Песнь Соломона - Тони Моррисон
Шрифт:
Интервал:
Закладка:
Он взглянул на нее, улыбаясь:
— Ты сказала, это очень важно. — Он не рассердился на нее, даже досады не почувствовал, ее невозмутимость лишь забавляла его.
— Это важно. Очень важно, — сказала она тихо, пристально разглядывая деревце.
— Ну так объясни, в чем дело. Мне на работу через несколько минут.
— Знаю. Но одну минуту ты мне сможешь уделить?
— Не для того, чтобы таращиться на высохший куст.
— Он пока еще не высох. Хотя ждать недолго. Листики не покраснели в этом году.
— Лина, ты хлебнула лишнего?
— Насмешки ни к чему, — отрезала она, и в ее голосе прозвучали металлические нотки.
— Нет, правда?
— Ты совсем не обращаешь на меня внимания.
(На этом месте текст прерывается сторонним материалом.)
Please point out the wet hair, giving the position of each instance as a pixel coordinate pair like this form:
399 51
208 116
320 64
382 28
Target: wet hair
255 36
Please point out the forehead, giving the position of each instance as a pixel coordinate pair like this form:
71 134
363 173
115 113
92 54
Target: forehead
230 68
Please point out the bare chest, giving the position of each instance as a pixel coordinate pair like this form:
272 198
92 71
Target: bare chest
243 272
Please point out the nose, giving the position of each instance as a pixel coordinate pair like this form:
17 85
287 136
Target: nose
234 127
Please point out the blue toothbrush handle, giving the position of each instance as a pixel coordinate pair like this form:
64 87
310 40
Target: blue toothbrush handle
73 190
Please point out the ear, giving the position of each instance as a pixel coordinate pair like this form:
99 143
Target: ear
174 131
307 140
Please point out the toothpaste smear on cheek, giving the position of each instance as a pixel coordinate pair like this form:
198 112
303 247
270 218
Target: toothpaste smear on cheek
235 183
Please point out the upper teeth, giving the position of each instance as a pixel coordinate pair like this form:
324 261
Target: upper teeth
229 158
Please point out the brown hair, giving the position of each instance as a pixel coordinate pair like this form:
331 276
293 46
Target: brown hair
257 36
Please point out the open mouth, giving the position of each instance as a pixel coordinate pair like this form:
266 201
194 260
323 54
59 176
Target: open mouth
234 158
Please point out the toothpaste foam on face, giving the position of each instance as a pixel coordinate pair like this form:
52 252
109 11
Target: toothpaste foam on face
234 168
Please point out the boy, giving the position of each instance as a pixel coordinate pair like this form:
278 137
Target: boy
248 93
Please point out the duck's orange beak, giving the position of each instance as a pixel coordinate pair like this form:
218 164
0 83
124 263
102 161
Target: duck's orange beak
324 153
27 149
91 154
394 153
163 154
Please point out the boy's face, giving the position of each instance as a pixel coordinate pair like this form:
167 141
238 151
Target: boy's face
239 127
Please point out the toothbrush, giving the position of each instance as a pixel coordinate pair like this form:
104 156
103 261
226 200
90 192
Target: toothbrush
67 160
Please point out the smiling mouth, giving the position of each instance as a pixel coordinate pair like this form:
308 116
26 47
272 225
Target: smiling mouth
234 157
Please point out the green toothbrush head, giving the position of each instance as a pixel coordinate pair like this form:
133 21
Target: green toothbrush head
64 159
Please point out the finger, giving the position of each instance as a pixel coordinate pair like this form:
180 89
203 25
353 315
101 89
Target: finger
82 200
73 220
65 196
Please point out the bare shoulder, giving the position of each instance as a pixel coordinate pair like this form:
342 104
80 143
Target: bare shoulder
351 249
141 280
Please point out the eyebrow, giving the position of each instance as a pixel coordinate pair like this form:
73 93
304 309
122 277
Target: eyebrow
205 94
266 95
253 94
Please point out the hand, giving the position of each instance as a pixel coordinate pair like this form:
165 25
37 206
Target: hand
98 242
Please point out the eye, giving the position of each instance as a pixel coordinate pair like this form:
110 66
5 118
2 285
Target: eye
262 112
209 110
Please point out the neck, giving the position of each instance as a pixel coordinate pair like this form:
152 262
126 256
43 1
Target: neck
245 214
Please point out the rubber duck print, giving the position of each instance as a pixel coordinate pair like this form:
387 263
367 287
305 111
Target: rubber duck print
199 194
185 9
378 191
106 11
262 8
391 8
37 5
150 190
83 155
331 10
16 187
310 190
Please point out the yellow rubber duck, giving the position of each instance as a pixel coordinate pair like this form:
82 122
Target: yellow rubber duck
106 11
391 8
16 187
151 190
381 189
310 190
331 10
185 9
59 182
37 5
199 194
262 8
— Обращаю. Стою и слушаю, как ты рассказываешь мне последние известия: засыхает клен.
— Ты забыл, конечно?
— Что забыл?
— Как ты на него помочился.
— Не понял.
— Ты однажды помочился на клен.
— Лина, может, мы обсудим это позже…
— И заодно на меня.
— Э-э… Ну, у меня случались разные оплошности. Случалось и такое, чего я, в общем-то, стыжусь. Но клянусь богом, я никогда на тебя не мочился.
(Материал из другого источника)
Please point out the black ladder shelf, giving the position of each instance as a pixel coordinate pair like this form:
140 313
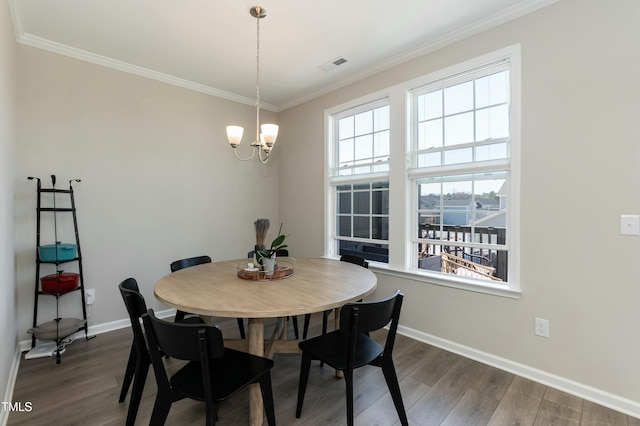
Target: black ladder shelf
57 287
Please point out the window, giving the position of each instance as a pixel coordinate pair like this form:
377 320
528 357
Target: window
359 181
447 143
461 174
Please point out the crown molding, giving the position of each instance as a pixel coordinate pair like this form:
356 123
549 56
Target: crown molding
440 42
436 44
62 49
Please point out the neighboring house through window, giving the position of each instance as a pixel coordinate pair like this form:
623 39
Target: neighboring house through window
460 171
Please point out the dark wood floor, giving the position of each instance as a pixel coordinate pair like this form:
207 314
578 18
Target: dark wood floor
438 387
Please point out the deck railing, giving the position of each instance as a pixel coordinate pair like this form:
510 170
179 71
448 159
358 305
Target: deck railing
446 236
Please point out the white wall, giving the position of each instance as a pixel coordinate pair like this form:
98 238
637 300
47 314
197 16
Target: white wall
159 181
580 151
7 256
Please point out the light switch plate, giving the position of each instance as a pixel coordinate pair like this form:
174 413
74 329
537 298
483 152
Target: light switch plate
629 224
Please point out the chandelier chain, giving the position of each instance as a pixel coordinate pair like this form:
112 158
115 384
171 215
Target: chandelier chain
258 77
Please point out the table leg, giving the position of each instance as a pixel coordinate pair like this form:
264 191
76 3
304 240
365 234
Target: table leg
336 319
256 347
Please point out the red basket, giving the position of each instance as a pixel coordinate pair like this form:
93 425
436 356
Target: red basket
61 282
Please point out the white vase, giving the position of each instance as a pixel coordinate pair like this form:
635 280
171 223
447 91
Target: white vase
268 264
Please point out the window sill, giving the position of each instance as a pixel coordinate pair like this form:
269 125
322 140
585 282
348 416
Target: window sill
478 286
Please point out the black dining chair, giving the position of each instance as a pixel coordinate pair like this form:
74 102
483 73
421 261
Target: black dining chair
212 374
139 360
350 347
193 261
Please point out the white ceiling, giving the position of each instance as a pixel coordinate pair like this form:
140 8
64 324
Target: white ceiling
210 45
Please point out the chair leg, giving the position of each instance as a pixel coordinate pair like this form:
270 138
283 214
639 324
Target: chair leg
390 376
305 329
305 366
128 374
241 327
348 381
142 369
325 320
212 413
267 398
294 319
160 410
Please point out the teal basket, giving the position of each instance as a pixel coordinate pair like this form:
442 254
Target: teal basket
58 252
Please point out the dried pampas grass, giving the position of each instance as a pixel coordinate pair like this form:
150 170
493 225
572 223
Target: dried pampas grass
262 227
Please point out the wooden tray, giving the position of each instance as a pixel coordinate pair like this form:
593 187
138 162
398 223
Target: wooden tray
284 269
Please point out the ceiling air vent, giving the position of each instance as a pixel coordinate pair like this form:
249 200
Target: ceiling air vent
333 64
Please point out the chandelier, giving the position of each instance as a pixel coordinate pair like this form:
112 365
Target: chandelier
266 138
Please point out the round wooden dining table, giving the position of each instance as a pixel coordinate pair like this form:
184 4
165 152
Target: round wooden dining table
216 290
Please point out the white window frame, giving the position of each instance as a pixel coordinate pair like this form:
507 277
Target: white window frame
333 177
402 207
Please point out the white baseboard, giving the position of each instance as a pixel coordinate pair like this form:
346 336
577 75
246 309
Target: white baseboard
94 330
589 393
11 382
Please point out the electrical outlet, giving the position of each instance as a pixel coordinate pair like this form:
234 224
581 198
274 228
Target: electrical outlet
541 327
90 295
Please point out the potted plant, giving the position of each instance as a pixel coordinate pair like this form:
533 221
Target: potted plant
267 257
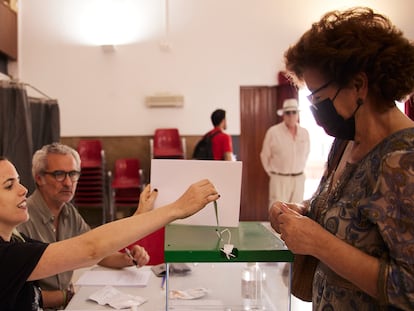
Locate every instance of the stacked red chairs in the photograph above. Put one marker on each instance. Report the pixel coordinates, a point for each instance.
(126, 184)
(91, 190)
(167, 144)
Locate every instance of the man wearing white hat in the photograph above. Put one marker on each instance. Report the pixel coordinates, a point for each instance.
(284, 154)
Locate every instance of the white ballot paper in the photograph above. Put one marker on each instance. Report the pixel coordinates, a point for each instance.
(130, 276)
(173, 177)
(115, 298)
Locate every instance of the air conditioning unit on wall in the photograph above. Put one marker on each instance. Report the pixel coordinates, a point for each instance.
(164, 100)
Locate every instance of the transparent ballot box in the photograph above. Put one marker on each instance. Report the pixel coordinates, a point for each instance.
(203, 274)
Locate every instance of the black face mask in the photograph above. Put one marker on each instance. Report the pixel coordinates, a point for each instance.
(334, 124)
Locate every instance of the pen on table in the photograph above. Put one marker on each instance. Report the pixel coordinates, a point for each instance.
(163, 281)
(128, 252)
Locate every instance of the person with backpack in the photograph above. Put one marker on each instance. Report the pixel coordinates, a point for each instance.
(215, 145)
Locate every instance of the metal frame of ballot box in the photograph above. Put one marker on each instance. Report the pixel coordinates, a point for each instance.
(253, 243)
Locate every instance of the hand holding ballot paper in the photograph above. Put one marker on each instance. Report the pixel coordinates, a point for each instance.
(172, 177)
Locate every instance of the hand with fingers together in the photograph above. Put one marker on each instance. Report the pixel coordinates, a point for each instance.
(297, 231)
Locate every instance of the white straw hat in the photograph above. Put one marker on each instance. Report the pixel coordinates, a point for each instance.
(290, 104)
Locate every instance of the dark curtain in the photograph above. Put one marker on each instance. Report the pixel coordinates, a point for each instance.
(285, 90)
(409, 107)
(25, 126)
(45, 121)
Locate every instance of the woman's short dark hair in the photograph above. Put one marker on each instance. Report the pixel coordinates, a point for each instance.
(357, 40)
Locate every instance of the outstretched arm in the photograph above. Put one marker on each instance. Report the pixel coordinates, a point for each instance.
(89, 248)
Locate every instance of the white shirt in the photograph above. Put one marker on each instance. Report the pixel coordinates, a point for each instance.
(283, 153)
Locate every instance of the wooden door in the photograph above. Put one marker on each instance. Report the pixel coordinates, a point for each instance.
(257, 113)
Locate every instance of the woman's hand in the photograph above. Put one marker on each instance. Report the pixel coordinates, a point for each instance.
(146, 200)
(276, 210)
(300, 233)
(195, 198)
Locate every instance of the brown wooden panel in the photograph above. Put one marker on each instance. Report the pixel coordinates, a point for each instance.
(8, 31)
(257, 114)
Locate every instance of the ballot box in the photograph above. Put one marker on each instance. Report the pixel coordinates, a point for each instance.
(247, 267)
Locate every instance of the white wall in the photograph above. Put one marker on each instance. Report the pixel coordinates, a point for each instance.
(215, 46)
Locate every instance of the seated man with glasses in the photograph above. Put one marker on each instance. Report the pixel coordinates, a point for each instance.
(56, 171)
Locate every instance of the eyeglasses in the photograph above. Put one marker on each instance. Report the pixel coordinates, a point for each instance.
(290, 112)
(61, 175)
(310, 96)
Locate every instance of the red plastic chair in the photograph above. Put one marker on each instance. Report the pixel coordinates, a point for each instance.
(154, 245)
(167, 144)
(91, 153)
(127, 173)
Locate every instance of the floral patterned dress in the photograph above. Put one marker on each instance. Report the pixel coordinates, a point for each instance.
(371, 207)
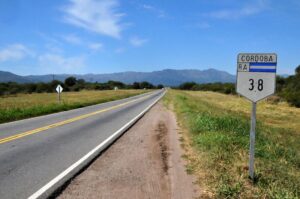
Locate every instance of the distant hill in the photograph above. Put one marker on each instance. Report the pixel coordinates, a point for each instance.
(167, 77)
(10, 77)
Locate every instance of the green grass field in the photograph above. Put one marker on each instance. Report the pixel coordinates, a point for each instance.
(22, 106)
(216, 140)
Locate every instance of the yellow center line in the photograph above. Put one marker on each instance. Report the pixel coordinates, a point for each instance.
(68, 121)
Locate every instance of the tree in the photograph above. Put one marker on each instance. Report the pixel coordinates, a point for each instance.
(70, 81)
(187, 86)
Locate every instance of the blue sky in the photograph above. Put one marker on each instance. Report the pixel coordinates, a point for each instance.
(104, 36)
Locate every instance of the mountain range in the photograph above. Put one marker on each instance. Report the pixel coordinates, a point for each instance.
(168, 77)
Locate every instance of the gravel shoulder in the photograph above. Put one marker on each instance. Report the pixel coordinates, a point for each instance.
(145, 162)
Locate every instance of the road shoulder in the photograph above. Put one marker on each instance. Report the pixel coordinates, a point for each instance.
(145, 162)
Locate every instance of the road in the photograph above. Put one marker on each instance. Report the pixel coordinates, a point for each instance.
(40, 154)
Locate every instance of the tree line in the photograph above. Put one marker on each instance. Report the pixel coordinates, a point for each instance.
(70, 84)
(287, 88)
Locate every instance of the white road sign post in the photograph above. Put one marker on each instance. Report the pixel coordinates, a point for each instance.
(59, 89)
(256, 79)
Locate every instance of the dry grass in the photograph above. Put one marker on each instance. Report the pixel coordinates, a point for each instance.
(216, 140)
(29, 105)
(277, 115)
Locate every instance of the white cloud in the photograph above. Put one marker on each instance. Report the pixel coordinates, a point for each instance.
(14, 52)
(248, 10)
(120, 50)
(51, 62)
(73, 39)
(203, 25)
(95, 46)
(158, 12)
(137, 42)
(100, 16)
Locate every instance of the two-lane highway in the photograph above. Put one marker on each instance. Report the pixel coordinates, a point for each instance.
(38, 155)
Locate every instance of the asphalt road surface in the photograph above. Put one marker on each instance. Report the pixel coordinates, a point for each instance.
(40, 154)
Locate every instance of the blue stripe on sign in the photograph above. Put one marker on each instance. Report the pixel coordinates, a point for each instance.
(262, 70)
(263, 64)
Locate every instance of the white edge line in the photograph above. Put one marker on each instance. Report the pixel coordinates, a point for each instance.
(55, 180)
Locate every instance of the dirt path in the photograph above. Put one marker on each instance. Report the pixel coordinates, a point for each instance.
(144, 163)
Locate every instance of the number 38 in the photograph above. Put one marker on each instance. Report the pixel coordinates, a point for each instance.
(260, 85)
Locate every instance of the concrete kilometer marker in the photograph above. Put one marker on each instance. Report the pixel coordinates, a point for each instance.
(256, 79)
(59, 90)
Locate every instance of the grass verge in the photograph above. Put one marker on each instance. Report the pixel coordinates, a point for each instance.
(217, 143)
(23, 106)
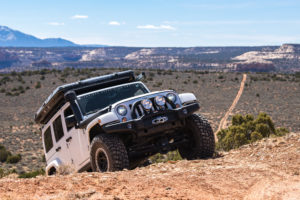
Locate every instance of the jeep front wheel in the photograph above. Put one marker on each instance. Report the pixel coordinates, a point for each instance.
(108, 153)
(201, 139)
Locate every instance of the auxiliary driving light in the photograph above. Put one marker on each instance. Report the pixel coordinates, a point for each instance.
(147, 104)
(122, 110)
(171, 97)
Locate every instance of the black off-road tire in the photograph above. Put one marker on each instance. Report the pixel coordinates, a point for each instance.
(201, 137)
(109, 151)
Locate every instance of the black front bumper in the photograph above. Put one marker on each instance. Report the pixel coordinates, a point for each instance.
(144, 126)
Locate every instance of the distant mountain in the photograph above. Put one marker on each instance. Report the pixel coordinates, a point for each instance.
(14, 38)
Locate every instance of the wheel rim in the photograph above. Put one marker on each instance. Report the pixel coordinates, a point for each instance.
(101, 160)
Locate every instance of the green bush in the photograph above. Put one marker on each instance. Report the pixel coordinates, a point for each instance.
(246, 129)
(13, 158)
(32, 174)
(172, 155)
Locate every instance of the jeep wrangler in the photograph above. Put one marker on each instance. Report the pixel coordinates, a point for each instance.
(114, 122)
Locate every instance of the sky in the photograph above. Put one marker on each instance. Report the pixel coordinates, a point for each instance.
(155, 23)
— Это было летом. В тот год, когда папа купил «паккард». Мы отправились кататься за город, а ты перед поездкой не успел сбегать в туалет. Помнишь?
Молочник потряс головой:
— Нет, я этого не помню.
— Я повела тебя в кусты. Мы уже выехали за пределы города, и, кроме этих кустов, нам больше некуда было идти. Вот меня и заставили повести тебя туда. Сперва с тобой хотела пойти мама, но ей папа не позволил. И сам не захотел тебя вести. Коринфянам отказалась наотрез так унижать свое достоинство, поэтому велели пойти мне. А ведь я тоже была в туфлях на высоких каблуках. И тоже была уже совсем большая девочка, но все-таки меня заставили пойти. Нам с тобой надо было спуститься вниз по откосу, который начинался от обочины шоссе. Глухое место, ни души вокруг. Я расстегнула тебе штанишки и отвернулась, чтобы ты не стеснялся. В траве росли лиловые фиалки и дикая жонкилия. Я набрала букет и добавила к нему веточку какого-то дерева. Когда я вернулась домой, я все это воткнула в землю, вот прямо под окном. — Она кивнула в сторону окна. — Выкопала маленькую ямку и сунула туда цветы и ветку. Знаешь, я всегда ведь любила цветы. Я первая начала делать искусственные розы. Не мама. Не Коринфянам. Я. Мне нравилось это занятие. Оно… меня успокаивало. Я думаю, поэтому в сумасшедших домах больных заставляют плести корзины и делать лоскутные коврики. Это успокаивает их. Если бы не корзины, они бы додумались, что с ними на самом деле происходит, и… что-нибудь натворили бы. Что-нибудь ужасное. Когда ты обрызгал мне платье, мне захотелось тебя убить. Я даже пыталась раза два. Ну, конечно, не прямо убить, а, например, оставлю мыло в ванне, когда ты идешь туда мыться, или еще что-нибудь в том же роде. Впрочем, ты не сломал себе шею, поскользнувшись в ванне, не свалился с лестницы, словом, всякий раз ты оставался цел и невредим, — сказала она со смешком. — А потом я вдруг заметила одну вещь. Те цветы, что я воткнула в землю, те, на которые ты помочился… Они завяли, конечно, а ветка не завяла. Она принялась. Из нее и вырос этот клеи. Поэтому и злость моя прошла, я простила тебе тот случай, ведь деревце все-таки выросло. Но сейчас оно погибает, Мейкон.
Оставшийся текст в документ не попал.